Let’s look at a couple of use cases for how shared services teams can succeed in the driver’s seat and use AI to boost efficiency and value creation in Accounts Payable and Accounts Receivable.
Traditional approaches to matching invoices can miss many types of duplicate invoices. Using AI solutions, shared services teams can detect both exact and “fuzzy” duplicate invoices to prevent duplicate payments to suppliers.
To prevent revenue loss, detecting duplicate deductions is crucial. In this use case, AI algorithms can compare transaction data, invoices, and payment records to flag customers who have taken advantage of deductions more than once.
Recognizing the AI opportunity isn’t the same as unlocking it, and many Shared Services Centers aren’t yet taking the necessary action on processes to make AI work for the enterprise.
When asked about the last time their department took active steps to optimize a procedure or process, finance and shared services leaders reveal process optimization is being widely neglected in their departments. Only 8% optimize processes on a continuous basis. Over three-fifths (62%) haven’t optimized a process in the last year, according to a 2023 global survey.
That means stalled progress for Shared Services Centers because the impact of AI is limited when it lacks a full understanding of how the business actually operates.
AI models inherit the limitations of the data they digest. So when shared services teams task AI with improving real-world scenarios, the technology will not go far if it doesn’t know how the business really operates. AI needs to speak the same language as the processes that power a business in order to generate knowledge and insights at scale.
Here’s how shared services can better harness AI. Business processes run through lots of systems — creating fragments of data at every step.By using process mining to pick up these breadcrumbs, shared services teams can visually reconstruct what’s happening in the process. Combining that information with other technologies – packaged up into Process Intelligence – AI has access to the data and the business context it needs to understand your processes end-to-end.
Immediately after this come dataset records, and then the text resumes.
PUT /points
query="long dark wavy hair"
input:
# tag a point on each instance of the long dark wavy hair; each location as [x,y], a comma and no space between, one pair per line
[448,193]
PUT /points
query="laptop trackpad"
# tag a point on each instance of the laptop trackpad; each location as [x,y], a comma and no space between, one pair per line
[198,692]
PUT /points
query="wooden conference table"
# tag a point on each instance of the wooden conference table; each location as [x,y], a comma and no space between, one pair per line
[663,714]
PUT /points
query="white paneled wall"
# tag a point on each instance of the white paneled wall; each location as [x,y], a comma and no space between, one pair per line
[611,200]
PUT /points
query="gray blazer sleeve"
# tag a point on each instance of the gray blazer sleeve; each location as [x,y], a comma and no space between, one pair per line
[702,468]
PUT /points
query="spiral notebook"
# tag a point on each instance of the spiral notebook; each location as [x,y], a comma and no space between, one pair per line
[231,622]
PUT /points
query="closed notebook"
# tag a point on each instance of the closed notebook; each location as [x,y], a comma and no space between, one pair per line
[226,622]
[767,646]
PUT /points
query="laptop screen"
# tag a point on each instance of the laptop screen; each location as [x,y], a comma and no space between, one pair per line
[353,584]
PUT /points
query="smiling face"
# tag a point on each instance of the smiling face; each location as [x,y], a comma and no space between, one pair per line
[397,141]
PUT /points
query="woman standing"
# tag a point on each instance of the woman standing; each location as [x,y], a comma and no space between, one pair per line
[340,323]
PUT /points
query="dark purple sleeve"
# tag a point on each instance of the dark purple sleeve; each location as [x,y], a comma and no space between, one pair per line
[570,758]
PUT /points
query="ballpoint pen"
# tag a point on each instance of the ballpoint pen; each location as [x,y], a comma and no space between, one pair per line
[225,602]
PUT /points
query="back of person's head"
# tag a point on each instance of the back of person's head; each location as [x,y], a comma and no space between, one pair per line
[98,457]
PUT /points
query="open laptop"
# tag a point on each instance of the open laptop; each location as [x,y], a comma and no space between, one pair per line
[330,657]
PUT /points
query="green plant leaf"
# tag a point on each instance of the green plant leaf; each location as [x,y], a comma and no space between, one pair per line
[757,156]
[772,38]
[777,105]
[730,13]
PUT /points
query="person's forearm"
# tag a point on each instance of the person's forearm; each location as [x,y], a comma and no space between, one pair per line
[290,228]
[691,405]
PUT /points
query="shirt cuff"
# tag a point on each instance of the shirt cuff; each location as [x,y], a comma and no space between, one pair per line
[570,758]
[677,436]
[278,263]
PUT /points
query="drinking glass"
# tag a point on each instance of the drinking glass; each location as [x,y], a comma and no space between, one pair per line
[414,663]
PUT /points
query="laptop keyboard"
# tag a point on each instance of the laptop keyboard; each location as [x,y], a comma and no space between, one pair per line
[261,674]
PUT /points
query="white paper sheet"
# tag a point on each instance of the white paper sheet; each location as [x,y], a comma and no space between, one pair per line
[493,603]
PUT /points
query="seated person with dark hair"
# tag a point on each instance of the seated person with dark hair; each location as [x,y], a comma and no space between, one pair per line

While still early in enterprise adoption, generative AI promises to play a significant role in how Shared Services Centers will operate and drive lasting value for the business. Taking advantage of the efficiency, accuracy, and scalability AI brings, Shared Services Centers can optimize routine tasks and enable better resource allocation for higher-value activities. AI is what it eats – now’s the time to start feeding it Process Intelligence.